As an adult; a fallen, sinful adult who knows she can never earn the love she's been shown, I can finally understand why Good Friday is good. Sin has always required a blood sacrifice. Something, someone, had to die. A lamb was slain as an offering ... a sinner was struck down in his tracks ... and on Good Friday our Lamb was crucified. Humiliated. Spat upon. The very people He came to save mocked Him and turned their backs on Him. His Father had to look away as He took our sins upon Himself. If I never received another good thing in this life or eternity - this would be enough. Even if I never even DID another good thing, I'd still be included in the flock of his precious sheep.

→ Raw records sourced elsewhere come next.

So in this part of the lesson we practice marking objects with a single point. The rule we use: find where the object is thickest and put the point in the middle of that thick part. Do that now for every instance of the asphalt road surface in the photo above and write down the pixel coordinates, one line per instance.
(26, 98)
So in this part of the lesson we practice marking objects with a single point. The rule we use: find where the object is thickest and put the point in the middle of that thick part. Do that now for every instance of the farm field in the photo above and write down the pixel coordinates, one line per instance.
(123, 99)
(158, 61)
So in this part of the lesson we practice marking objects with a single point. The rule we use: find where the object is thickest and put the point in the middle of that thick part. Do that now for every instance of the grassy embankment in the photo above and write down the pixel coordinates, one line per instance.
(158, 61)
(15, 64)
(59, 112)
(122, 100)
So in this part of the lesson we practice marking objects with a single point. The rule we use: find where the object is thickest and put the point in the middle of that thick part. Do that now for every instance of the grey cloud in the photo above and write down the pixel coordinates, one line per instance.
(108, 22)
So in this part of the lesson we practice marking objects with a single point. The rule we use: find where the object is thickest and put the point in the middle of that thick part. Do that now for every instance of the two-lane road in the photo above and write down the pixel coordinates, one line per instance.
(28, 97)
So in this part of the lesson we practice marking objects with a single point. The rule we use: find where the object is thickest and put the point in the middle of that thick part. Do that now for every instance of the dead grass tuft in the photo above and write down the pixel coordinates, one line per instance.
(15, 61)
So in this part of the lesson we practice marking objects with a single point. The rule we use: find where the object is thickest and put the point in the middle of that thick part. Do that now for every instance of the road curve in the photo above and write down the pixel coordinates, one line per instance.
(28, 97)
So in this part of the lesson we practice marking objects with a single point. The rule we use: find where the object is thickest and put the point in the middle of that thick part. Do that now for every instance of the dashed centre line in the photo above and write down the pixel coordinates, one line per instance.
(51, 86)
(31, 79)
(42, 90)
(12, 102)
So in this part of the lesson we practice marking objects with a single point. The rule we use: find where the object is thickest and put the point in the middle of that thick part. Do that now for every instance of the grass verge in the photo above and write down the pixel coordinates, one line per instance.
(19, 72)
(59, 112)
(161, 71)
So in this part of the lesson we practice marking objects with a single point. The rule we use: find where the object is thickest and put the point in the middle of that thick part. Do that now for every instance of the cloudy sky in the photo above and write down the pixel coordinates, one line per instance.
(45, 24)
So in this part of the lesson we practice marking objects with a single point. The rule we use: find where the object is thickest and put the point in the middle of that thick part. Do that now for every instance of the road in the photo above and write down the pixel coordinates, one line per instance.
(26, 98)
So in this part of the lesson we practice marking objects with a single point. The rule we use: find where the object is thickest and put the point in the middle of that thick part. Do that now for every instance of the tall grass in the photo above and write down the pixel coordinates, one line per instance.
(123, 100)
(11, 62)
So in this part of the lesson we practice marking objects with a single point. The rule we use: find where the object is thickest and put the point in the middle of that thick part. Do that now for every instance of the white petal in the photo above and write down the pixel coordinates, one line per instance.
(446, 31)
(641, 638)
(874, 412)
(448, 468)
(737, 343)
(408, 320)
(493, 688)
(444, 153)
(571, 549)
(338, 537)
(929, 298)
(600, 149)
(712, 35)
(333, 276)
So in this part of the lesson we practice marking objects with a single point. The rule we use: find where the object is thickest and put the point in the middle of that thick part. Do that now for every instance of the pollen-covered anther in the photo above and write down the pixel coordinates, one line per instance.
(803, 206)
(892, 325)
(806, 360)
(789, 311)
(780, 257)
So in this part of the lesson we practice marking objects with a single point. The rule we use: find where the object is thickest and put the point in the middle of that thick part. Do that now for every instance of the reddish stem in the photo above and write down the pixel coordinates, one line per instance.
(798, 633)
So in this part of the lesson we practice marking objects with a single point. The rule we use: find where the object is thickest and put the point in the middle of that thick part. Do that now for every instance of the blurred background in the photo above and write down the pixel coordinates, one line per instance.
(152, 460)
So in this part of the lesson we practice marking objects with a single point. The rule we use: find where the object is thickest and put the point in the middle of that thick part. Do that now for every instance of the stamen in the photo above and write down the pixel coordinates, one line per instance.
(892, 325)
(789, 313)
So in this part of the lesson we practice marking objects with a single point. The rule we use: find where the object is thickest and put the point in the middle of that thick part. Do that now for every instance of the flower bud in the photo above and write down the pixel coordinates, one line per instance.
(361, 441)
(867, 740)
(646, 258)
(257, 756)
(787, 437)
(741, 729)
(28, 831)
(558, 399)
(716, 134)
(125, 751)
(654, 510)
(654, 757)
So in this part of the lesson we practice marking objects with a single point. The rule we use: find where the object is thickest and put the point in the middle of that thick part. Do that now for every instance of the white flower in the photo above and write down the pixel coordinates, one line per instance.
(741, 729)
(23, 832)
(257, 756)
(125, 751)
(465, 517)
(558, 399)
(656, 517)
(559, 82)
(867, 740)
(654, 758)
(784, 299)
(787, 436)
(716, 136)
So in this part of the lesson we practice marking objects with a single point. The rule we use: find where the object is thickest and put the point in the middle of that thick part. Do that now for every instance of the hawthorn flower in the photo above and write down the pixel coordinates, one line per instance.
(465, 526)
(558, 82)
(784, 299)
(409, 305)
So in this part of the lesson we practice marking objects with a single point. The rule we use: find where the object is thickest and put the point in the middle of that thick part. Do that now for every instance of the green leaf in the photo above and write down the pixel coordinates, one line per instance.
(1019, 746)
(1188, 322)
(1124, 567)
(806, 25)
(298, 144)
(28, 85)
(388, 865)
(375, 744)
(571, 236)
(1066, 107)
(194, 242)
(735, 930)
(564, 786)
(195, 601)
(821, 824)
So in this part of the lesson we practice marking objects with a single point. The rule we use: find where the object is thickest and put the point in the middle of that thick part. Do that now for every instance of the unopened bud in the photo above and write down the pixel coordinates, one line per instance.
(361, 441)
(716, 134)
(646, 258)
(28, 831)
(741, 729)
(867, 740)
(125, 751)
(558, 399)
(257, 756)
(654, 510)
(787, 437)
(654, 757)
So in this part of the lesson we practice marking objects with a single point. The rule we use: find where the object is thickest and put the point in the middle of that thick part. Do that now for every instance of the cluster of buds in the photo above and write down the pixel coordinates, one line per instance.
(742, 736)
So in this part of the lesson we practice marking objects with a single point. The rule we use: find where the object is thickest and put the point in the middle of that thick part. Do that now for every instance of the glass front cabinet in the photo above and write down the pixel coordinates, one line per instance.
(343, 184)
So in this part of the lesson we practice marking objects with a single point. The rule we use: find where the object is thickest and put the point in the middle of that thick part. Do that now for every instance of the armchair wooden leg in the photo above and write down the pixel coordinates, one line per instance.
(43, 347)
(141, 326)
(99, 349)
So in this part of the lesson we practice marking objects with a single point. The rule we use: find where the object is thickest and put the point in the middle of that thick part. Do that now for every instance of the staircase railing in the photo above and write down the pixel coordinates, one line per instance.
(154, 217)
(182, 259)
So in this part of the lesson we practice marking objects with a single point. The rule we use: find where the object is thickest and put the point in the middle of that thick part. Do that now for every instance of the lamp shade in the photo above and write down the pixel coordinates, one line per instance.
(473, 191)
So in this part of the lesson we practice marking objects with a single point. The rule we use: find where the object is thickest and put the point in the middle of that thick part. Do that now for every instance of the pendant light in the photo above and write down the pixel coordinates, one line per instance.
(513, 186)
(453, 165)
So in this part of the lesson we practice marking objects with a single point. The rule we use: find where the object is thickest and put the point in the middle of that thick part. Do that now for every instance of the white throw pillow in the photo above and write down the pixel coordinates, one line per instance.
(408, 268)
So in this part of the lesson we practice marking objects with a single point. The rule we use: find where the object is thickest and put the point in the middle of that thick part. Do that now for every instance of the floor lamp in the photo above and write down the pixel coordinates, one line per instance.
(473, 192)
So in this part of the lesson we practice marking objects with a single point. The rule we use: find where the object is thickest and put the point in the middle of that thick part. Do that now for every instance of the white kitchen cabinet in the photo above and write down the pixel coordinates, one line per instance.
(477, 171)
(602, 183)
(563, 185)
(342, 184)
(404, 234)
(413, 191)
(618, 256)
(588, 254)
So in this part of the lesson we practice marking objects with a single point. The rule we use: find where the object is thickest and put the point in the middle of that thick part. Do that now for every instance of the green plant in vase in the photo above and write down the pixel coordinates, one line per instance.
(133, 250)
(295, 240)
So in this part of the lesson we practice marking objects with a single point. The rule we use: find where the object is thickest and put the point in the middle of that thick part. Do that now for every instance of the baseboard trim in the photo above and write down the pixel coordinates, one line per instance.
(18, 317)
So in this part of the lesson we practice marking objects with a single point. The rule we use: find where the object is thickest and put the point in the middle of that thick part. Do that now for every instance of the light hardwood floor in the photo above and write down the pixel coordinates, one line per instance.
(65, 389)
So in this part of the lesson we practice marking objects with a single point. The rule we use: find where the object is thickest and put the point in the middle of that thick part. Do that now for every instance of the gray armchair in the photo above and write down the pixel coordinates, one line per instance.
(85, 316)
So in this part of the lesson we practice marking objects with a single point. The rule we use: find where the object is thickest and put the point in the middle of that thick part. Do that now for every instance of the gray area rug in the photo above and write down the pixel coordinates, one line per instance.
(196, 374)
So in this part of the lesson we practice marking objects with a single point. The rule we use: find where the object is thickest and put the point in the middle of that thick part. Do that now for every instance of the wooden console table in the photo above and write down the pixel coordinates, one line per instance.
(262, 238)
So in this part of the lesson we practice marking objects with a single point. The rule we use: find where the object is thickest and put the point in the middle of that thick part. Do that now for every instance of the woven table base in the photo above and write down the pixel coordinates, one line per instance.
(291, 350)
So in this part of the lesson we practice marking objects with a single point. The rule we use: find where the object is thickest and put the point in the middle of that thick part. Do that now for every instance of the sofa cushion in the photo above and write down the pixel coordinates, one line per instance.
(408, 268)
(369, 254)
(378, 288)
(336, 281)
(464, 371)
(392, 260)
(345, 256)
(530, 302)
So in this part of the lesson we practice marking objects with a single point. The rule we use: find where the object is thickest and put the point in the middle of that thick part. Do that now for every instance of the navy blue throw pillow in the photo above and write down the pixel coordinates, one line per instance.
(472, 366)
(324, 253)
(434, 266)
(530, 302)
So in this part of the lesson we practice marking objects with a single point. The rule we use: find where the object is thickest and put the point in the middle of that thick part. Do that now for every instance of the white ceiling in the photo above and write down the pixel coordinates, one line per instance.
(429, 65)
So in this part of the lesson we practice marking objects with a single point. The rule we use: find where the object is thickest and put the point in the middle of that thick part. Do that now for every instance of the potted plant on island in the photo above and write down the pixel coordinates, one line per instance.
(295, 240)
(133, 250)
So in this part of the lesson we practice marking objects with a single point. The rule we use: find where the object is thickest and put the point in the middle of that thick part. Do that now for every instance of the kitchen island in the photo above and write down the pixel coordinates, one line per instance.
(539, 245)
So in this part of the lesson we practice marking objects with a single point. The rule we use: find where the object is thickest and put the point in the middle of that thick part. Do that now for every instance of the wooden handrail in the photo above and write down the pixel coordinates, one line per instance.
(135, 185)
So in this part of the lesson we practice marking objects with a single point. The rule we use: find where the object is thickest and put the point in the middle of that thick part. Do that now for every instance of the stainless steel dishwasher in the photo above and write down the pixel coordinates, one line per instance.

Instead of giving me what I deserve, God gave me His Son. And He didn't stop there. In a little over two weeks time, friends and family who love us will gather with us to celebrate our marriage. He has trusted us with the stewardship of our relationship, our friendships, income, our bodies. I can't wait to see what He has planned. How could I not give Him everything after all He gave to me on Good Friday? And how could I keep this gift to myself?